At Monday's Democratic luncheon, party members introduced special guests with a single clap of the hands. It's a democratic value used by labor unions to signify solidarity.
But at the state hearing, Stegeman testified against students who performed the exact same ritual.
9 On Your Side Reporter Steve Nuñez asked Stegeman how his participation is any different.
"The clapping in not really the concern, that's not the issue," answered Stegeman.
Nuñez asked: "What is the issue then?"
"Well, I think the issue was what I described in my notes was a ritualized chanting that occurred in the class," replied Stegeman.
Stegeman tells 9 On Your Side state attorney's subpoenaed him because he visited an ethnic studies classroom. He said he had no other choice but to defend the notes he took while observing the class.
Meanwhile, Mexican-American Studies Director Sean Arce defended the program claiming six in ten students now pass the AIMS (Arizona's Instrument to Measure Standards), a state mandated test students must pass to graduate.
"You can not escape the Mexican-American experience in this country and not talk about social justice," Arce told the audience.

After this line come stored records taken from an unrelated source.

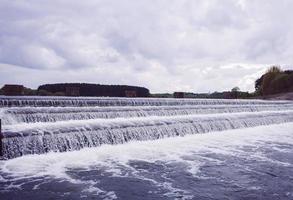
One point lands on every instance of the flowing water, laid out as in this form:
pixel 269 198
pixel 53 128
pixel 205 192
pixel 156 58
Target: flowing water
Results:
pixel 123 148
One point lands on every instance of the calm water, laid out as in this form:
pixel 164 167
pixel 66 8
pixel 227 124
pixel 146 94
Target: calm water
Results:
pixel 253 163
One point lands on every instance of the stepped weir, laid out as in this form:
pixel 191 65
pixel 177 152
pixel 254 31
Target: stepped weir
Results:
pixel 36 125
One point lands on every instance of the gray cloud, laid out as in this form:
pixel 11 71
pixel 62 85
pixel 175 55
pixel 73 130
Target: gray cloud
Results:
pixel 164 45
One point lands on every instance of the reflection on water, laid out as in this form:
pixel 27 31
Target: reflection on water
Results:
pixel 253 163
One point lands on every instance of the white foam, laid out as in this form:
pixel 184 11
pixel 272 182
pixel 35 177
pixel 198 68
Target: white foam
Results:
pixel 227 142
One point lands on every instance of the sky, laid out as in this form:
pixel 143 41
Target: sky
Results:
pixel 164 45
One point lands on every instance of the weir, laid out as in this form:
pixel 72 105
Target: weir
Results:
pixel 36 125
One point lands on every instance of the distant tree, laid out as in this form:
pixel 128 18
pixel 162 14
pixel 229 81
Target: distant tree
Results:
pixel 234 92
pixel 268 77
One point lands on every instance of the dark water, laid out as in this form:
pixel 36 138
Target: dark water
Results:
pixel 254 163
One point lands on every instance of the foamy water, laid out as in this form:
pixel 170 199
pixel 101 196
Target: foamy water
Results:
pixel 131 148
pixel 188 156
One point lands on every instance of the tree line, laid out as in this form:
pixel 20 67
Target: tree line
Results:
pixel 274 81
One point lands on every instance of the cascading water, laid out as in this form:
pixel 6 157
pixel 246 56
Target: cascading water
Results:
pixel 35 125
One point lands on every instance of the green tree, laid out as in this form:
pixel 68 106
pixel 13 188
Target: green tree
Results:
pixel 268 77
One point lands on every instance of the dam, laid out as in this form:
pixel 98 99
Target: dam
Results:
pixel 38 125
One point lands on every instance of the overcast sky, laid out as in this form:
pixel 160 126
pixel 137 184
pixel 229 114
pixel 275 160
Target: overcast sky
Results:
pixel 164 45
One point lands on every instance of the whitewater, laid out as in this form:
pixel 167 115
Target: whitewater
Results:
pixel 144 148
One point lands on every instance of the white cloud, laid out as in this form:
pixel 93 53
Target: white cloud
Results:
pixel 198 46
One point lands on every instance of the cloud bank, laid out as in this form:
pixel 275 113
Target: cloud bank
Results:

Arce denied ethnic studies teaches racism as opponents suggest it does. He said the program's style of instruction is inclusive to all students.
"One's life experiences and connecting it to the culturally relevant curriculum, the very pedagogy that we employ, has been effective," said Arce.
We asked Felicia May, who taught German for 22-years, if she's concerned about the text book, "Occupied America," that recites historical phrases such as "kill the gringo."
"I'm not supporting any kind of statement like that ever but I can not believe this is an overt point of these classes," said May.
Stegeman admits his testimony proved damaging to the district and the students he's supposed to represent.
"That was given under oath and it is what it is and its what I had to do," said Stegeman.
A recent audit found TUSD's ethnic studies program to be in compliance with the state law.
State Superintendent John Huppenthal commissioned the independent investigation but over ruled its findings. The school board then filed an administrative appeal to challenge Huppenthal's ruling.
The second of three scheduled hearings to determine the program's future will be held Tuesday, August 23rd.